Ellen Gracie — Temos enfrentado, não apenas esse tribunal mas todo o sistema judiciário tem enfrentado isso que você chama de questões de massa. Elas derivam também daquele período de altíssima inflação que vivemos. Então, num momento em que a moeda tinha valores diferentes de manhã e à tarde, realmente tudo isso virou de cabeça para baixo. Nas questões previdenciárias de reajuste de benefícios, que foi uma das chamadas grandes safras da Justiça Federal, chegavam ao Tribunal Federal os recursos nessa matéria. Eu, igualmente ficava preocupada porque eu não sabia que valor era aquele. A conta estava expressa numa moeda cujo valor não existia mais. Então como é que eu poderia chancelar um determinado resultado no mérito com valor desconhecido. De modo que, naquela ocasião criei uma estratégia de sobrevivência, traduzindo para dólares no momento de fazer cálculos e, então eu mais ou menos sabia se estava dentro da razoabilidade ou não o resultado da conta. Hoje, felizmente, temos níveis toleráveis de inflação tudo isso torna-se mais fácil.

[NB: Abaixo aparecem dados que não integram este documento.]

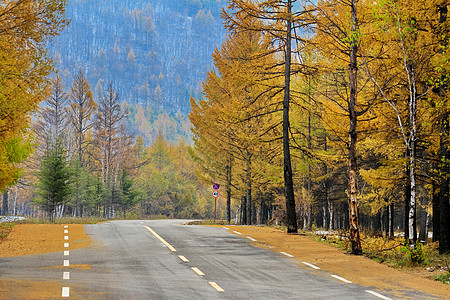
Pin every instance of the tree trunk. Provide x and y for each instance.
(423, 233)
(436, 212)
(5, 203)
(228, 187)
(352, 166)
(412, 228)
(407, 199)
(444, 213)
(249, 190)
(288, 180)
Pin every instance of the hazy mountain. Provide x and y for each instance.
(155, 52)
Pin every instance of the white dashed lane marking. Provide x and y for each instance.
(378, 295)
(65, 292)
(341, 279)
(184, 259)
(216, 286)
(287, 254)
(196, 270)
(311, 265)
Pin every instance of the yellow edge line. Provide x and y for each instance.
(160, 238)
(216, 286)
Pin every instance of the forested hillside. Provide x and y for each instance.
(155, 52)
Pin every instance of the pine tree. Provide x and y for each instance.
(54, 178)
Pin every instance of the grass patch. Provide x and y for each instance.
(395, 253)
(5, 229)
(209, 222)
(444, 278)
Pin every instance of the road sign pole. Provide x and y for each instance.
(215, 204)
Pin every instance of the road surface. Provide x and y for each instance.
(168, 260)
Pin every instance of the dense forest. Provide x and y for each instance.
(156, 52)
(329, 114)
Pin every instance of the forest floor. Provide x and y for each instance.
(358, 269)
(28, 239)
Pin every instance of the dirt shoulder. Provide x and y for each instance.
(357, 269)
(29, 239)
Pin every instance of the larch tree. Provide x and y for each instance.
(81, 109)
(281, 23)
(407, 38)
(108, 131)
(26, 28)
(338, 38)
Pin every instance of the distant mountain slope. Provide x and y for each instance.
(155, 52)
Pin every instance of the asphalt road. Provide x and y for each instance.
(168, 260)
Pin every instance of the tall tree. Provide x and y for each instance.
(280, 22)
(110, 136)
(26, 28)
(54, 178)
(81, 108)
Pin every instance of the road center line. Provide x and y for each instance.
(287, 254)
(341, 279)
(311, 265)
(378, 295)
(66, 292)
(160, 238)
(184, 259)
(216, 286)
(196, 270)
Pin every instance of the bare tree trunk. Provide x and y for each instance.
(436, 213)
(444, 209)
(352, 166)
(5, 203)
(228, 187)
(249, 190)
(288, 174)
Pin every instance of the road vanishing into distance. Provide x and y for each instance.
(165, 259)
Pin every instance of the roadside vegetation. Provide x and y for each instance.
(394, 252)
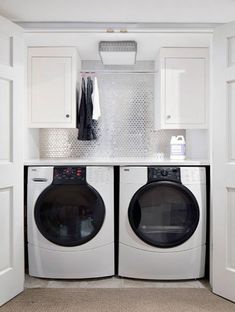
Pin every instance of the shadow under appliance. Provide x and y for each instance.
(162, 228)
(70, 222)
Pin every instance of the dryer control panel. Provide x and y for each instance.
(69, 175)
(164, 174)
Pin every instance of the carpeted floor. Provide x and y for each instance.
(118, 300)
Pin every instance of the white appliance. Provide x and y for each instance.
(70, 222)
(162, 231)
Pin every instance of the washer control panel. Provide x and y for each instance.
(164, 174)
(69, 175)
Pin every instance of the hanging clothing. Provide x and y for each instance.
(96, 101)
(89, 110)
(81, 110)
(85, 122)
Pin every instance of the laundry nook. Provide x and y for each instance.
(117, 156)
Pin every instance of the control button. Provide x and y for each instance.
(164, 172)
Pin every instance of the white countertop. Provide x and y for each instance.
(116, 162)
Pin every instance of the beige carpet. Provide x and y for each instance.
(118, 300)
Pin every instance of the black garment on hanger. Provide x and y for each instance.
(85, 111)
(81, 120)
(89, 110)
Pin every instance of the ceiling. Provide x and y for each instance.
(156, 11)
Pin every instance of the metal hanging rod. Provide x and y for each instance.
(120, 71)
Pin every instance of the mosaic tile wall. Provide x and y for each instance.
(125, 128)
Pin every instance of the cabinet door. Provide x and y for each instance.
(52, 87)
(185, 91)
(183, 88)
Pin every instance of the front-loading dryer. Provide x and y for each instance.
(162, 224)
(70, 222)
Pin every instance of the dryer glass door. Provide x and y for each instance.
(69, 215)
(164, 214)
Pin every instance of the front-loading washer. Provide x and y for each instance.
(162, 224)
(70, 221)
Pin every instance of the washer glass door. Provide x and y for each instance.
(69, 215)
(164, 214)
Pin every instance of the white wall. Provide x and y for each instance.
(189, 11)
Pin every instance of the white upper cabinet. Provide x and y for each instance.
(52, 83)
(181, 89)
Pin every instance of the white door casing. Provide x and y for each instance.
(11, 160)
(223, 162)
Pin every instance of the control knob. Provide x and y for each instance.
(164, 172)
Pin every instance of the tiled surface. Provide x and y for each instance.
(126, 125)
(111, 282)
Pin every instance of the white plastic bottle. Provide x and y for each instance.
(178, 148)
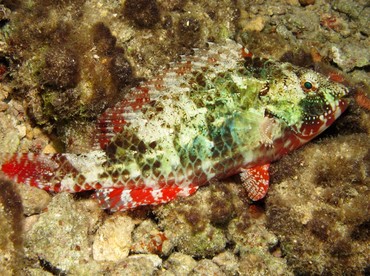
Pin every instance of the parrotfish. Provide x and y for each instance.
(211, 115)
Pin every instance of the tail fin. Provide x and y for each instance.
(54, 172)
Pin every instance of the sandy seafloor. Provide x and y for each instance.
(63, 62)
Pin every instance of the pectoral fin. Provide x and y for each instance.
(256, 181)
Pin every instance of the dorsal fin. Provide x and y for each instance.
(171, 82)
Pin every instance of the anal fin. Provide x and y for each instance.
(121, 199)
(256, 181)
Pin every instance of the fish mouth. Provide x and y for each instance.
(313, 125)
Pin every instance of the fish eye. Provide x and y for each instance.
(308, 86)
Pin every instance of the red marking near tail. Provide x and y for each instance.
(256, 181)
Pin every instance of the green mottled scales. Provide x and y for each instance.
(216, 113)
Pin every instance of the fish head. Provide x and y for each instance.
(303, 100)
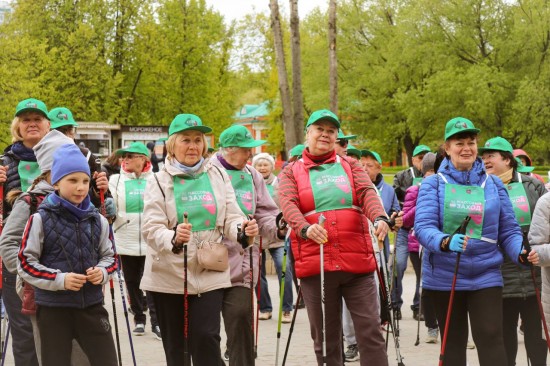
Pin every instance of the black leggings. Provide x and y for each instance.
(484, 308)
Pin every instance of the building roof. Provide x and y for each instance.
(252, 112)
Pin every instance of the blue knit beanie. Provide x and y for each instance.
(66, 160)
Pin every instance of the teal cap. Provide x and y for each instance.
(458, 125)
(323, 114)
(134, 148)
(31, 105)
(373, 154)
(497, 144)
(238, 136)
(421, 149)
(185, 122)
(61, 116)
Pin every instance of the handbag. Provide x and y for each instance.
(213, 256)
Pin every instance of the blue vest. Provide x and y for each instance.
(70, 245)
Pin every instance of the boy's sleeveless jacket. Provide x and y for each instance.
(70, 245)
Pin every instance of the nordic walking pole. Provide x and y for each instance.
(419, 301)
(281, 295)
(527, 247)
(298, 299)
(460, 230)
(322, 220)
(258, 294)
(103, 212)
(5, 346)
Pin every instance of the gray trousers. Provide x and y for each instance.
(237, 319)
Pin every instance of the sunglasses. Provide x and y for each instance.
(342, 142)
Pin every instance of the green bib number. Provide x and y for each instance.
(244, 190)
(28, 171)
(196, 197)
(461, 201)
(134, 189)
(519, 200)
(331, 187)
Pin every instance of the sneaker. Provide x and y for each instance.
(265, 316)
(416, 314)
(286, 317)
(139, 330)
(352, 353)
(433, 335)
(156, 332)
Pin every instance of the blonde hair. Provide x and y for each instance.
(171, 145)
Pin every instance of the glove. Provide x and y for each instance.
(456, 243)
(522, 258)
(110, 208)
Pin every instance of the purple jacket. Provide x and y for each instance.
(409, 210)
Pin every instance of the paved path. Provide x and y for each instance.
(149, 351)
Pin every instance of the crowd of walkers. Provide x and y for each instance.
(188, 232)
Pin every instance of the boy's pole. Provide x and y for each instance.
(111, 284)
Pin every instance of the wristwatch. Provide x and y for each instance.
(303, 233)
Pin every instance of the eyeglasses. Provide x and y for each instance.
(342, 142)
(129, 156)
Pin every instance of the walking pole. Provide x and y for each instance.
(281, 295)
(258, 295)
(298, 299)
(103, 212)
(322, 264)
(419, 300)
(460, 230)
(527, 247)
(111, 284)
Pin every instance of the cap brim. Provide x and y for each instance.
(473, 130)
(37, 110)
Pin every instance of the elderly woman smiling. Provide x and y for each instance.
(186, 176)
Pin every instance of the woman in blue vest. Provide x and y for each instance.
(519, 297)
(463, 188)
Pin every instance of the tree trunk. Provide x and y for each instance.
(290, 131)
(297, 97)
(332, 60)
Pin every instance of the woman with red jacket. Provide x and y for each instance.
(321, 182)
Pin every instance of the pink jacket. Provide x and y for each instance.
(409, 210)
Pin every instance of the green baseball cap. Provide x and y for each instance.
(421, 149)
(185, 122)
(458, 125)
(61, 116)
(352, 150)
(522, 168)
(341, 136)
(238, 136)
(134, 148)
(31, 105)
(373, 154)
(498, 144)
(323, 114)
(297, 150)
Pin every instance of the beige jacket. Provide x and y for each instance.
(164, 270)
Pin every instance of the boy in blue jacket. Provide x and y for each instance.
(67, 256)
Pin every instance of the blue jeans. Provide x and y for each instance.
(402, 255)
(265, 300)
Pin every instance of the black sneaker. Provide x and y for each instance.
(139, 330)
(156, 332)
(352, 353)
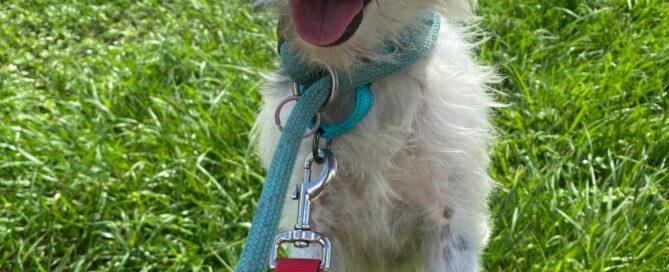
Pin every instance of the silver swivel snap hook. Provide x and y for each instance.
(302, 236)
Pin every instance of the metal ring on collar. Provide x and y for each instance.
(277, 116)
(315, 146)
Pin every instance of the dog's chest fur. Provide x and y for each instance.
(411, 173)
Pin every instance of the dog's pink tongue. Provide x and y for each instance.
(323, 22)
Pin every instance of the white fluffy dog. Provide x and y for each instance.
(411, 189)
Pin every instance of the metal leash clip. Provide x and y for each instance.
(310, 190)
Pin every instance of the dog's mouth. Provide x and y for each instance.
(326, 22)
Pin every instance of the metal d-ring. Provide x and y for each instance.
(277, 116)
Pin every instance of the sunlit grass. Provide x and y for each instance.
(124, 134)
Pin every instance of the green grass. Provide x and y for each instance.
(124, 134)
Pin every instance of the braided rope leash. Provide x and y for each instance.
(414, 46)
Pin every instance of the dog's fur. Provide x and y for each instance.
(410, 193)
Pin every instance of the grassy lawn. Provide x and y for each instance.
(124, 134)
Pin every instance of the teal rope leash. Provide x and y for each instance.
(416, 45)
(363, 102)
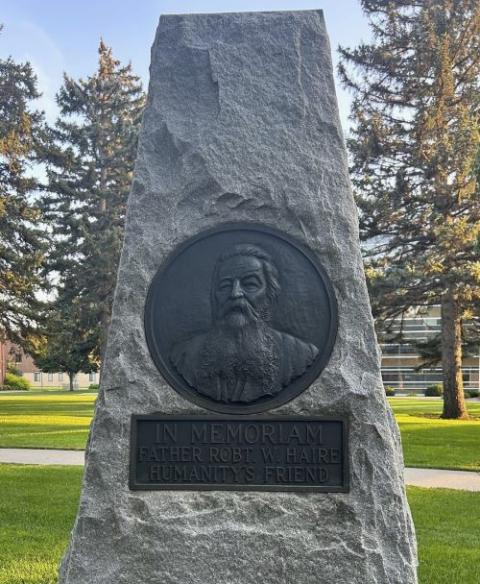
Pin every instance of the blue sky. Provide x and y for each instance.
(57, 36)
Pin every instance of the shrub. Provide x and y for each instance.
(11, 368)
(434, 390)
(16, 382)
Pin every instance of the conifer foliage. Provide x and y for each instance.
(22, 240)
(89, 179)
(414, 148)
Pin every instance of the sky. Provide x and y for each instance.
(59, 36)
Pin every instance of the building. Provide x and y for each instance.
(400, 361)
(15, 356)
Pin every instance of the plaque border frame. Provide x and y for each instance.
(287, 394)
(345, 488)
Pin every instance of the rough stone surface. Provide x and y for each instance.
(242, 125)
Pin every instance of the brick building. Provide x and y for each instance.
(24, 363)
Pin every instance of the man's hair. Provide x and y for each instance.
(250, 250)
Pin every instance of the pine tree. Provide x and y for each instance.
(64, 342)
(89, 180)
(414, 148)
(23, 135)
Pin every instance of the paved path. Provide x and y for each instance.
(445, 479)
(34, 456)
(418, 477)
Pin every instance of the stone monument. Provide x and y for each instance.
(241, 432)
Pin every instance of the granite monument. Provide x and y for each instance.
(241, 432)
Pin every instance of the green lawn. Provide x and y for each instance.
(60, 419)
(52, 419)
(38, 506)
(431, 442)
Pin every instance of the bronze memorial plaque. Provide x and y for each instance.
(241, 319)
(239, 453)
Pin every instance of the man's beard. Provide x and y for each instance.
(240, 349)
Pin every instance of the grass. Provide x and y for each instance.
(37, 511)
(61, 419)
(46, 420)
(430, 442)
(38, 505)
(448, 533)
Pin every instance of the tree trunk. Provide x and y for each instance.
(453, 398)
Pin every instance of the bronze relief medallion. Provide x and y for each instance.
(241, 319)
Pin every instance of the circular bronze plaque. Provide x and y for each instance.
(240, 319)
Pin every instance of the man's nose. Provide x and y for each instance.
(237, 291)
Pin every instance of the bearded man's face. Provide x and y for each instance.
(241, 291)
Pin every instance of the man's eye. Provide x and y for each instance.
(251, 284)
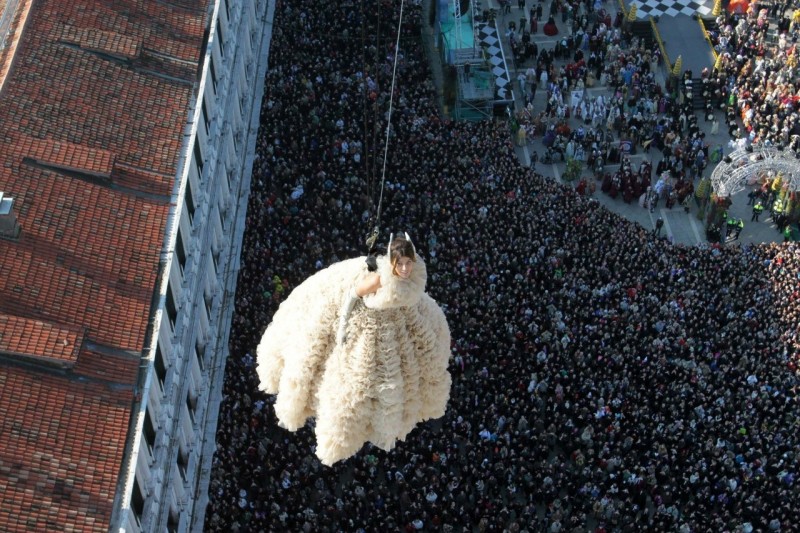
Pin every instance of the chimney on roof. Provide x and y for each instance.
(9, 227)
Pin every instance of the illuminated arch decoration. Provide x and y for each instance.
(731, 174)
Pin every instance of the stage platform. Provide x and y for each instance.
(683, 36)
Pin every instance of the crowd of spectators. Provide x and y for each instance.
(603, 378)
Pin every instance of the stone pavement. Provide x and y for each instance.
(679, 226)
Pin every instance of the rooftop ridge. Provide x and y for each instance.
(40, 341)
(108, 42)
(68, 156)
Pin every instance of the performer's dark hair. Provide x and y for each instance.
(401, 247)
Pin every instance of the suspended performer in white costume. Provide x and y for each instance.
(365, 353)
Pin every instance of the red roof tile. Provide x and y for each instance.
(37, 339)
(94, 112)
(108, 42)
(68, 156)
(61, 446)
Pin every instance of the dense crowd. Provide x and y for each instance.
(603, 378)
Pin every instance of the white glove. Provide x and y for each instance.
(348, 301)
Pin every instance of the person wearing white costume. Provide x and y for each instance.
(365, 353)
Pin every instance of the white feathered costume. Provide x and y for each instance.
(390, 373)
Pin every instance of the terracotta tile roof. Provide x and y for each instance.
(67, 156)
(94, 106)
(109, 42)
(36, 339)
(61, 446)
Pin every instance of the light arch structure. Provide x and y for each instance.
(731, 174)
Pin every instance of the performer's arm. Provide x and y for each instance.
(368, 285)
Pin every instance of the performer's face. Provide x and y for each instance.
(403, 267)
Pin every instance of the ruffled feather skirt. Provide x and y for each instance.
(388, 376)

No entanto, o que acontece é que o sistema judiciário guardou consigo e tem, nas suas prateleiras, o que eu chamo de uma verdadeira bolha, o restante de todas essas demandas relativas a planos econômicos, relativas a reajustes de toda a sorte e isso terá que ser tratado de maneira adequada, me parece, através de dois mecanismos: súmula vinculante, onde ela for cabível, e a questão da repercussão geral. Eu acho que são dois instrumentos que o Congresso Nacional colocou nas mãos do Poder Judiciário realmente para poder eliminar essas chamadas demandas de massa. Com a boa utilização desses mecanismos é possível que num tempo relativamente curto nós vençamos esta bolha de demandas. E, a partir de então, possamos trabalhar num regime de tranqüilidade.

No decorrer da coletiva a senhora falou do poder das CPIs no Congresso Nacional. E inclusive citou que o STF poderia elaborar um manual baseado na jurisprudência sobre o assunto. A senhora poderia explicar melhor como funcionaria isso e se isso não seria uma interferência do Judiciário no Legislativo?

Ellen Gracie — Não, em absoluto. O que eu chamo de manual seria um volume . Já há interesse da própria gráfica do Senado de atuar em conjunto com o STF, para compilarmos todas as decisões mais recentes, relativas a esse último período em que houve uma série de demandas ao Supremo. O termo manual não quer dizer que ele deva ser seguido à risca mas é apenas o resultado daquilo que já foi decidido até agora.

A senhora elogiou a eficiência burocrática da Justiça Eleitoral. Eu concordo que de fato a justiça brasileira tem funcionado muito bem nesse aspecto. Mas a Justiça Eleitoral tem funcionado muito mal no que diz respeito à inibição da corrupção nas eleições. Eu queria saber se já não chegou o momento de se criar medidas que impeçam a candidatura de políticos indiciados em diversos casos de corrupção como tem acontecido freqüentemente no país.

Ellen Gracie — A Justiça Eleitoral tem cassado registros, desde que a legislação permita. Mas existem outras possibilidades que dependem , naturalmente, do Congresso Nacional para fixar outras normas. As normas vigentes, inclusive o artigo 41-A [da Lei nº 9.504/97], estão sendo aplicadas com grande rigor pela Justiça Eleitoral. Há exemplos que se contam aí às dúzias de pessoas que têm, depois de eleitas, perdido o seus cargos.